A. Boston. Boston really doesn't have anything to offer because anyone with a contract that could line up is untouchable. The guys the Celtics would be willing to deal (Eddie House, J.R. Giddens, Brian Scalabrine) don't make enough to match Earl's $6.2 million. The Machine does allow a trade of House, Giddens and Scalabrine go through for Watson but come on, is that going to happen? So cancel out Boston. Nothing happening there.
B. Los Angeles. Honestly, there's not too much that's attractive on their roster other than Trevor Ariza and Jordan Farmar. But no way the Lakers let Ariza go for Earl Freaking Watson. I would assume Farmar would be part of the deal because he's the guy getting replaced if Watson comes to town. And also the fact it's been about three weeks since Farmar has stepped on the court. Everyone assumes both Boston and L.A. would attempt to use draft picks, but how many late first round picks can Sam Presti use over the next three years? He's already got about 200 stockpiled and obviously he's not going to use them otherwise we'd see a roster full of Earl Watson's, if that makes sense. I don't think anything is working out here.
C. A three-way trade. This little diddy could make something possible. Here's one I worked up (though there's probably as much chance of it happening as me playing power forward next year): Oklahoma City sends Earl Watson to Los Angeles, the Lakers send Vladamir Radmonivic to San Antonio and the Spurs send Roger Mason Jr. and Jacque Vaughn's expiring deal to Oklahoma City. The Lakers get the backup point guard they so desperately need, the Spurs get a solid three-point shooting small/power forward to replace the shaky Matt Bonner and OKC gets the three-point threat it clearly needs. Everybody's a winner right? Well, the hitch is whether or not San Antonio would want Radmonovic. I think the Lakers would part with him because he's only getting about 18 minutes a game, but I don't know if he fits into the Spur game plan, plus Bonner has done a pretty good job thus far.
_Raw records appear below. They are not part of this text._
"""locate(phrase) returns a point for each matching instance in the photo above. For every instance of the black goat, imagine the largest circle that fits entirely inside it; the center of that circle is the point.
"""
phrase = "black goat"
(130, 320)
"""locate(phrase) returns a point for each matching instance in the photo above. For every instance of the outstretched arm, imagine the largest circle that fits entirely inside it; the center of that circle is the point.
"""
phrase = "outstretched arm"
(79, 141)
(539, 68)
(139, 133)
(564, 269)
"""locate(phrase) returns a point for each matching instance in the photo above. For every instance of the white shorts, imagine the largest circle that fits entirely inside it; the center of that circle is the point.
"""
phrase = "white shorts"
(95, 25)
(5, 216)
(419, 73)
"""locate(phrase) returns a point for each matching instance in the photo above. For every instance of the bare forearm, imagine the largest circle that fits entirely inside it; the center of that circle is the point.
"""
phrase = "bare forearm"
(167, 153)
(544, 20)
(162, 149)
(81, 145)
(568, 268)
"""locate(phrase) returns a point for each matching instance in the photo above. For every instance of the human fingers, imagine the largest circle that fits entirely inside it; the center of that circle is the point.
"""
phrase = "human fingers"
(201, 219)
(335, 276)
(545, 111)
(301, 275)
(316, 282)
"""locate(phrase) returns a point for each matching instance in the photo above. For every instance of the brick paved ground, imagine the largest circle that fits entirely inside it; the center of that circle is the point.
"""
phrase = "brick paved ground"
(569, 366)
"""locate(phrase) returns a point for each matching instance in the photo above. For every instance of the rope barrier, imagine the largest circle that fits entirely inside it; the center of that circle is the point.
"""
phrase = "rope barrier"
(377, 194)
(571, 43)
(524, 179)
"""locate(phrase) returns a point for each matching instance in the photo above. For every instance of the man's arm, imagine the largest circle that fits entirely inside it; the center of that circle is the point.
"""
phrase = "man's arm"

And also, I'm not even sure San Antonio would be alright with giving up a promising three-point threat for a streaky veteran tweener. Maybe the Thunder could toss one of its picks in to sweeten the pot. I'm just thinking out loud here.
Basically, you can spend hours swinging three-way deals the Trade Machine will accept, but who knows if Presti could actually pull one off. Joe Smith is likely to be dealt, Chris Wilcox will probably be on the move and even Damien Wilkins or Chucky Atkins could be packing bags. Something's going to happen, but we're just not sure what. Hopefully, it's something tangible that we can say, "Yep, this improved the team NOW," instead of another, "Well, we got a second-rounder from Charlotte and cash, but I'm sure we'll deal that pick later for something good." Shooting guard is the position that's the most glaring weakness so Presti should focus there and flip one of these players to help the team get better today. I'm sure he has big plans for the offseason as well, but why not take a step today?
On another note, you've got to love this quote from Kevin Durant on whether or not he'd like to play in New Jersey when his contract is up in 2010: "I want to stay in Oklahoma as long as possible. I do, that’s the honest truth. I love it there."